She laughed then. “Fine. I can’t turn down a good bus ticket.”
“You crumbled too soon,” I said. “I would have sprung for snacks if you kept haggling.”
She walked past me. “I’ll remember that for next time.”
I caught up. “So there’ll be a next time?”
“You’re very enthusiastic about everything. What’s wrong with you?”
“Lots of things,” I said cheerfully. “And I just don’t see the point in pretending I don’t like something or someone. Why would I hide it? I’m not ashamed of anything.”
She glanced at me as though trying to figure out if I were being serious or not. “I wish I could be like that.”
“It’s not hard.” I led her toward the nearest bus stop. It was empty, so we’d just missed a bus. “I like you, and if you like me back, that’s great. But if not, we can still be friends.”
We’d just have to deal with the secrets later.
She narrowed her eyes when she took a seat at the stop. “I’ve never met anyone like you before, Dorian Evans.”
“I’ll bet,” I muttered. I sat down, and she shifted over. The chill she’d been projecting—somehow—began to dissipate. “You look like you’ve had a tough week. Wanna talk about it?”
She shrugged. “Do you ever think people justwantdrama in their lives? It’d be so much easier to just get along and not react to everything anyone says as though it’s personally offensive.”

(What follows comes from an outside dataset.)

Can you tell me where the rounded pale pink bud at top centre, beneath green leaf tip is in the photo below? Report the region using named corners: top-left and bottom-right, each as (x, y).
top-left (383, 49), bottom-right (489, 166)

I wanted to reach out and touch her, but she would probably shrink away from me. I could wait for her to come to me, if she wanted. That night at Halloween, before everything had fallen apart, I’d felt like she wanted me to kiss her. It was different after that—she’d understandably retreated, given all of the weirdness—but I wished I could help her find her old, confident self.

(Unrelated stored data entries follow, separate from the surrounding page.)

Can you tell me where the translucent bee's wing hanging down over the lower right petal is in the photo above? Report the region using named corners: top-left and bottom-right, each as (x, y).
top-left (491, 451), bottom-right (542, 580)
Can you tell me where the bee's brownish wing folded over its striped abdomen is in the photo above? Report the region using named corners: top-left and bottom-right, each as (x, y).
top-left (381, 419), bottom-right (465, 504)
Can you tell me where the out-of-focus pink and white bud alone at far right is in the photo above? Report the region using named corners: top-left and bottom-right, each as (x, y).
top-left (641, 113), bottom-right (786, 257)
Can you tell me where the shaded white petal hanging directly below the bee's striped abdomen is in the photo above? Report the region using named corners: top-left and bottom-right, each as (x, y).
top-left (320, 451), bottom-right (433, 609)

A bus arrived. We sat upstairs, at the front, and when I took a seat, I was surprised when Margo slipped into the seat right beside me.

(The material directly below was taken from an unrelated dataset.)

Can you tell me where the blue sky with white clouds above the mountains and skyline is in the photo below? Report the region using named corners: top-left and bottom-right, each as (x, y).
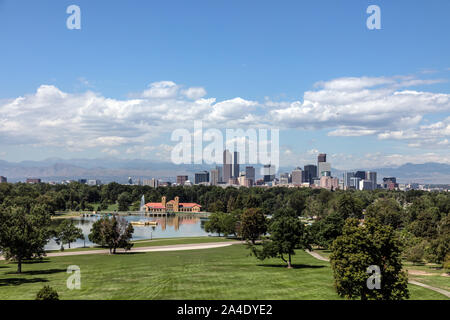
top-left (0, 0), bottom-right (450, 169)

She noticed me staring at her. “I wish everyone was as easy-going as you.” She sank back into her seat, staring into the distance. “I tried to join the stupid drama club. Hanging around with you apparently makes that a no go. And I tried to get a job at the café, but you have to be a townie for that one, too. It makes me crazy.”
“I’m so sorry.”
She looked at me, her eyes soft. “You were the first person to be nice to me around here. You have nothing to be sorry for. I don’t want to be a part of that crap. I don’t care if you’re from—” She frowned. “Wait, where are you from?”
“No idea.” I grinned at her expression. “Nathan found me on some mountain in Eastern Europe, but I wasn’t born there. No parents, no birth cert, so we made up my background mostly.”
“He found you,” she said sceptically. “On a mountain. And took you home. Just like that?”
“It was probably a bit more complicated.” And she would never understand. “He was travelling with his family, came across me and a bunch of other kids in a bad situation, and tried to help.”
“Were you kidnapped?” she asked. “I mean, was it some kind of human trafficking scenario?”
I shrugged. “More like I was unwanted and dumped onto a crazy old woman, far away from the authorities. It worked out for me in the end.”
“Do you ever wish you could meet your parents?”
I shook my head. “I don’t care who they are. My family is here, in this town, so I’ll do what it takes to stay with them.”
“Sometimes I wish I could talk to my biological parents.” She sounded embarrassed. “Just to find out, like, medical stuff.”
“It’s all right to want to know where you came from,” I said firmly. “It’s just I already know it wasn’t better than what I have now.”
“My parents are great,” she said. “But I wish my dad was having better luck getting work around here.”
It was my turn to sound embarrassed. “The job at my place, it’s just on hold. The work will be there, it’s just… a bad time.”
She narrowed her focus on me. “Because of what happened at Halloween.” Then she held up her hands. “I know, I know. No secrets today. So tell me widely known truths then, Dorian.”
“I am a big wuss,” I said with a smile.